That's the main
cause of the problem actually, because it causes upscaling. For many gamers in search for the ideal image quality, hence better graphics, 1080p in itself is not a checkbox, it's the native resolution of their monitors. For instance in Europe we played our old gen games on 768p TVs meaning upscaling, sometimes double upscaling for games not even rendering at 720p.
And for me upscaling is the worst image quality you can get from a game, it makes great otherwise graphics bad comparatively.
Take BF4 on PS4/XB1. For all its rendering technique and stuff it displays on screen, everything it does is wrecked by the imposed upscaling from 720p/900p to 1080p which negates completely what the effects and pyrotechnics it shows. And many people that play their PS4 games at 1080p immediately feel the blurriness of BF4 at 900p hence less impressive gfx than others native games.
What many PC gamers do when they set their games (what I was doing in the early years of LCD screens with my PC without really knowing at first the superiority of native resolution like I do now) is to first select the native resolution of their monitors because they know that everything not native will be awful and that better effects + upscaled resolution is worse than less effects + native resolution.
I agree that now, this fullHD quest is a checkbox list for clickbaiters articles, but it wasn't at all that at first, it was just the quest of the best image quality which directly helps the immersion.

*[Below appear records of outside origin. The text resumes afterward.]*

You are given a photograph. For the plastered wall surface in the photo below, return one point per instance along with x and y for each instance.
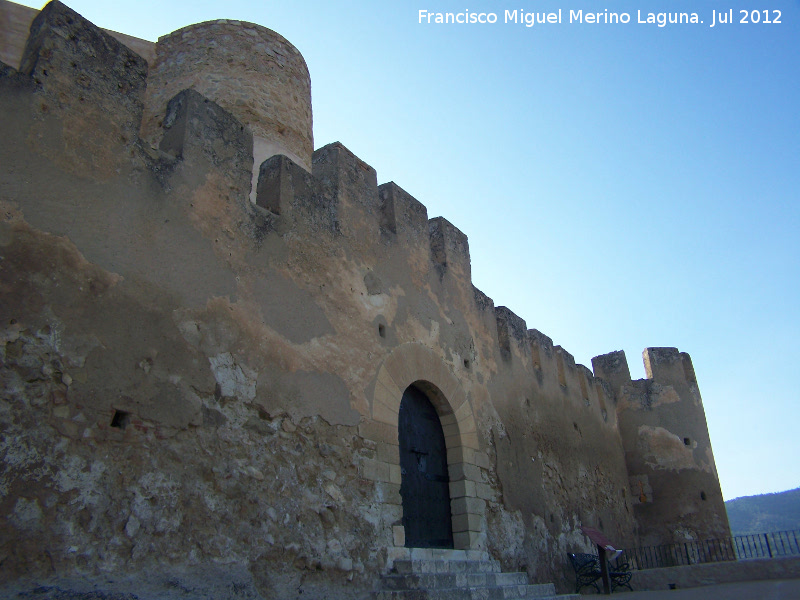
(203, 369)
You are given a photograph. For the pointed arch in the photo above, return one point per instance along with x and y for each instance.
(417, 365)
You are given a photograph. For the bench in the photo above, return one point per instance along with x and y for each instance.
(587, 572)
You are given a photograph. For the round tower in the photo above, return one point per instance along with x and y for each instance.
(249, 70)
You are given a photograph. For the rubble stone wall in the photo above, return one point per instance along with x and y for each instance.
(194, 383)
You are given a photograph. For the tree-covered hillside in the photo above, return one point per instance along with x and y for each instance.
(767, 512)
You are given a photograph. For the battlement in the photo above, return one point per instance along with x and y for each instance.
(201, 99)
(181, 271)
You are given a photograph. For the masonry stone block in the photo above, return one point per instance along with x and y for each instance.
(399, 535)
(459, 454)
(376, 470)
(378, 432)
(461, 488)
(467, 522)
(467, 471)
(389, 453)
(460, 506)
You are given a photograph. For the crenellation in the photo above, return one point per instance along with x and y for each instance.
(449, 250)
(195, 127)
(402, 214)
(510, 327)
(82, 70)
(482, 301)
(664, 365)
(281, 183)
(613, 368)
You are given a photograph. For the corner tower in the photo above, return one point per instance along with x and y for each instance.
(250, 71)
(672, 474)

It's the developers that should understand that on LCD screens, effects, shaders, rendering techniques, tessellation, number of polygons pushed etc. will be completely negated/wrecked by any upscaling (and blurry post effects for that matter
). Once you play most of your games at a native resolution, it's hard to go back to upscaled games IMO and I think many devs still did not really understand the importance of native resolution in the communication era of Internet and social medias.